Ralph is uncharacteristically pensive for a moment. Suddenly, his face lights up. “You’ll recognize this,” he says and declaims in rapidly spoken, rhyming German. Never fluent in the language, I’m unable to understand any of it, but I make a happy guess. “That sounds more like Goethe than Goebbels.”
“It is,” Ralph confirms triumphantly. “The final eight lines of Faust.” Without missing a beat he recites in English:
All things transitory
Are but a parable,
Earth’s insufficiency
Here finds fulfillment.
The ineffable
Wins life through love.
The eternal feminine
Leads us above.
He presents this poem without his customary hasty intensity; his voice is soft and gentle.

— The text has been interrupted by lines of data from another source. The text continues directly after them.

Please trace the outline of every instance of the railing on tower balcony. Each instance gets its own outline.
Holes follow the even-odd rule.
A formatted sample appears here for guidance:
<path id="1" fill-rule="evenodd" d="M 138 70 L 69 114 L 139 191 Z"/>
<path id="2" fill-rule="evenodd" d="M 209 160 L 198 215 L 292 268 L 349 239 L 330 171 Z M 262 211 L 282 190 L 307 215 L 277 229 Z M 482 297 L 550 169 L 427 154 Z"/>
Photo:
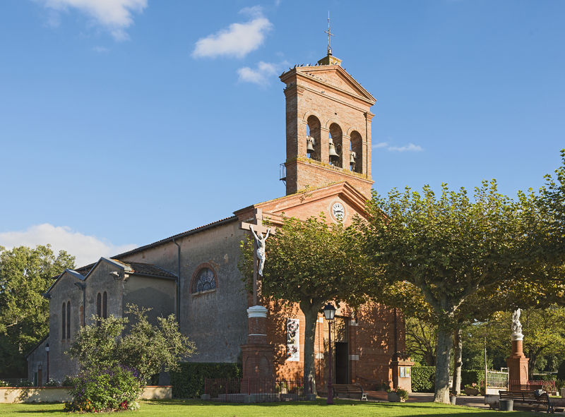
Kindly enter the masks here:
<path id="1" fill-rule="evenodd" d="M 287 185 L 287 167 L 284 164 L 280 164 L 278 166 L 278 179 Z"/>
<path id="2" fill-rule="evenodd" d="M 275 402 L 304 399 L 314 381 L 257 378 L 206 378 L 204 392 L 223 402 Z M 252 401 L 250 401 L 252 397 Z"/>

At home that evening I lift Faust, Part II, off the bookshelf and turn to the last page. There it is: Goethe’s paean to spiritual enlightenment, the blessed union of the human spirit with the feminine principle, with divine love. Goethe, like Dante in The Divine Comedy, represents divine love as a feminine quality. I find Ralph’s translation of Goethe, whether it’s his own or memorized, more moving than the version I have in my hands.
As I read the great German’s poet’s verses in my comfortable home in an upscale, leafy Vancouver neighbourhood, I can’t help thinking that at this very same moment Ralph, supported by his cane, is holding vigil somewhere in the dusky and dirty Hastings Street evening, hustling for his next hit of cocaine. And in his heart he wants beauty no less than I, and no less than I, needs love.
If I understand him well, above everything Ralph aches for unity with the eternal feminine caritas— blessed, soul-saving divine love. Divine here refers not to a supernatural deity above us but to the immortal essence of existence that lives in us, through us, beyond us. Religions may identify it with a god belief, but a search for the eternal extends far beyond formal religious concepts.